Theresa Catharina de Góes Campos

 
EM  DEFESA  DE  UM  PATRIMÔNIO  DO  BRASIL
 

De: Tereza Lúcia Halliday
Data: 3 de maio de 2010 21:29
Assunto: Em defesa de um patrimônio do Brasil

 

Publicado na Revista ENCONTRO - Gabinete Português de Leitura de Pernambuco, Edição 2010:

 

A FORÇA DO PORTUGUÊS

 

Tereza Halliday 

 Analista de discurso e Artesã de textos.

 

  Um professor norte-americano perguntou-me à queima-roupa:

- O que a faz sentir-se brasileira?

Em longuíssimos 60 segundos, vasculhei os sentimentos e respondi: a Língua Portuguesa.
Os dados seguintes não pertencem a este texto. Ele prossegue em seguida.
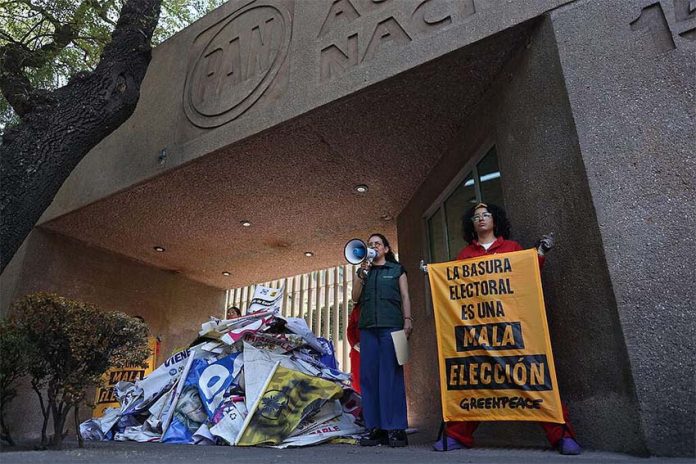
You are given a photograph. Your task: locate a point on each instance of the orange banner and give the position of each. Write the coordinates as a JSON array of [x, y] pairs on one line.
[[105, 393], [493, 340]]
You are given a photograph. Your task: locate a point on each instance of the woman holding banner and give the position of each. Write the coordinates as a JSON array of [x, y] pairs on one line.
[[486, 229], [382, 291]]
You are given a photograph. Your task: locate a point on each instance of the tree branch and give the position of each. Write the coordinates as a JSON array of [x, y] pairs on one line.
[[39, 154]]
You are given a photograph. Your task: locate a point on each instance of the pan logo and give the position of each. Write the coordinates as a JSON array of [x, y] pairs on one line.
[[238, 64]]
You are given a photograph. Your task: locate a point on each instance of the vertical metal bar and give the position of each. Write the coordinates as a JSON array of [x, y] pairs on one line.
[[295, 297], [345, 359], [300, 297], [320, 288], [242, 299], [311, 287], [327, 304]]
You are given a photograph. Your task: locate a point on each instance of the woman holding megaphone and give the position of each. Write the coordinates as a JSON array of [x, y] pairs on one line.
[[382, 291]]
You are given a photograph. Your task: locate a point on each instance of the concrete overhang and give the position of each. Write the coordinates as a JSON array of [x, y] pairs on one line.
[[196, 158]]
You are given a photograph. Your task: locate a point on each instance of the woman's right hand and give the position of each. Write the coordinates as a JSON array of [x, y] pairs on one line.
[[364, 269]]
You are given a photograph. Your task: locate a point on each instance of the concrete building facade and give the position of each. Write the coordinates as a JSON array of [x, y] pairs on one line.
[[581, 113]]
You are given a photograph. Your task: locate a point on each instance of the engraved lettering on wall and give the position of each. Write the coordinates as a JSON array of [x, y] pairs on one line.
[[357, 31], [237, 65]]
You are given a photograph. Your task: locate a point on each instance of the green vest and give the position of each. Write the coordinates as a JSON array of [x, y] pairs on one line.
[[380, 301]]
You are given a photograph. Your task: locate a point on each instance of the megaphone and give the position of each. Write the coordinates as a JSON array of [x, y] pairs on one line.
[[356, 251]]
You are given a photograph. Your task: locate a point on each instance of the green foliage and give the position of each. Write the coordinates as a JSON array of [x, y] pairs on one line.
[[68, 36], [13, 366], [71, 344]]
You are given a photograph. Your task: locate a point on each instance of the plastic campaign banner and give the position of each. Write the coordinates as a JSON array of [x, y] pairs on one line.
[[105, 397], [287, 398], [493, 340]]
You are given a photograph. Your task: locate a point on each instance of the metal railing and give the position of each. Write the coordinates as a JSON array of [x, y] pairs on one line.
[[321, 297]]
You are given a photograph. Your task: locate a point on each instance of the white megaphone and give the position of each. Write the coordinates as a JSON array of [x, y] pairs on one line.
[[356, 251]]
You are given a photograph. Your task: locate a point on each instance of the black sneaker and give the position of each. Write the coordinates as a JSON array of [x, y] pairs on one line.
[[374, 437], [397, 438]]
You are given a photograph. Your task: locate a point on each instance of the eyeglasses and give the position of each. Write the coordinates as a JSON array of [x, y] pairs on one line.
[[481, 217]]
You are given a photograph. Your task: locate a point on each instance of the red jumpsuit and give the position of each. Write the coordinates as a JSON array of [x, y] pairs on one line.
[[463, 431]]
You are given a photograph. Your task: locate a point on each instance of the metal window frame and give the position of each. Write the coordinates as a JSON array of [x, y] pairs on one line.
[[470, 167]]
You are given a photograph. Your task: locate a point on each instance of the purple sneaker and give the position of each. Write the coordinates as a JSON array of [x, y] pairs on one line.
[[569, 447], [449, 441]]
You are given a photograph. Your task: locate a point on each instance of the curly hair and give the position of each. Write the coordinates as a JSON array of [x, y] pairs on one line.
[[390, 255], [501, 225]]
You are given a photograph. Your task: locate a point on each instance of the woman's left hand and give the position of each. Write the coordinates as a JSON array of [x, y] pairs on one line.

- Pensei que fosse responder “a música”, retrucou, surpreendido.

 

 Samba, frevo, baião e choro fazem parte, sim, da minha identidade brasileira. São marcas da infância e da adolescência, acervo da idade adulta. E me acompanharão pela velhice afora, entranhados na alma. Contudo, o marco lingüístico veio em primeiro lugar na resposta imediata àquela pergunta abrupta.

 

 Durante Seminário sobre Lusofonia, conversei com um escritor angolano e outro moçambicano. Para um deles, o português é a língua do invasor que o proibia de usar na escola o idioma falado em casa. O outro a definiu como a língua da ciência, do progresso, da unificação do seu país. Verdades diferentes da minha, nascida em uma ex-colônia de Portugal onde a independência (1822) foi sem traumas nem tiros - um “acerto” entre partes. Como o Brasil estava a caminho da ruptura com o colonizador, dizem que D. João VI alertou seu herdeiro: “Toma para ti a coroa do Brasil antes que algum aventureiro lance mão dela”. E o príncipe Pedro passou a defender os interesses da elite separatista, que o levariam ao posto de Imperador do Brasil. A prática do conchavo na política brasileira, vem, pois, de longuíssima data.

 

Os mais de quinhentos anos de Língua Portuguesa no Brasil explicam por que nós a temos como ancestralmente nossa - parte do eu individual e coletivo.  “Minha pátria é a Língua Portuguesa”, disse Fernando Pessoa.  Não, minha pátria é o planeta Terra. Mas reconheço o português como o cordão umbilical a ligar-me a certo canto do mundo onde nasci e me criei. Falo e escrevo dois idiomas estrangeiros, sou avessa a bairrismos municipais e ufanismos nacionais, mas a Língua Portuguesa é o substrato de minha identidade brasileira. Parafraseando Adélia Prado: o português “atravessou minha vida, virou só sentimento”.

 

Todavia, este senso de pertença não se compraz no sentir. Vejo pragmaticamente a identidade coletiva dos brasileiros: nossa língua é matéria-prima de todas as áreas de capacitação profissional, progresso tecnológico e expressão cultural. Seu domínio pelas novas gerações precisa ser levado a sério.

 

Não me abala a porta escancarada para os empréstimos lingüísticos. Eles só fazem enriquecer o idioma, tão forte que os assimila e lhes dá carteira de identidade de Verbete da Língua Portuguesa. Basta citar gol, menu, alpercata, tchau, maestro, esnobar, performance e esta mais recente importação aculturada: o verbo deletar como sinônimo de apagar. Bendita criatividade!

 

O que me preocupa realmente é o treinamento em Língua Portuguesa não fazer parte das prioridades da educação nacional; é o descuido no uso do português, mesmo por profissionais da palavra. Constrange-me que alguns estrangeiros - estudiosos e enamorados do Brasil - demonstrem mais empenho e orgulho em bem usar o português do que nós mesmos.

 

Sem o devido nível de competência linguística, o pensamento fica limitado e mal construído – isto é alerta antigo de psicopedagogos e sociolinguistas. O uso competente do português precisa ser fomentado e exigido com rigor a partir do Ensino Fundamental. Sem falar, escrever e entender bem a língua de todo dia, deixa-se de compreender adequadamente tudo o mais. Uma vez conseguida essa competência lingüística, o resto virá por acréscimo: qualificação em qualquer área do conhecimento, inclusive idiomas estrangeiros, acesso a informações vitais, exercício da cidadania. A força do português não está somente na minha formação individual. Ela é um patrimônio coletivo do qual o Brasil não pode dar-se ao luxo de descurar.

 

(In ENCONTRO – Revista do Gabinete Português de Leitura de Pernambuco – Ano 21, n.26 – 2010, pp.29-30)


Tereza Lúcia Halliday, Ph.D.
Artesã de Textos
 

Jornalismo com ética e solidariedade.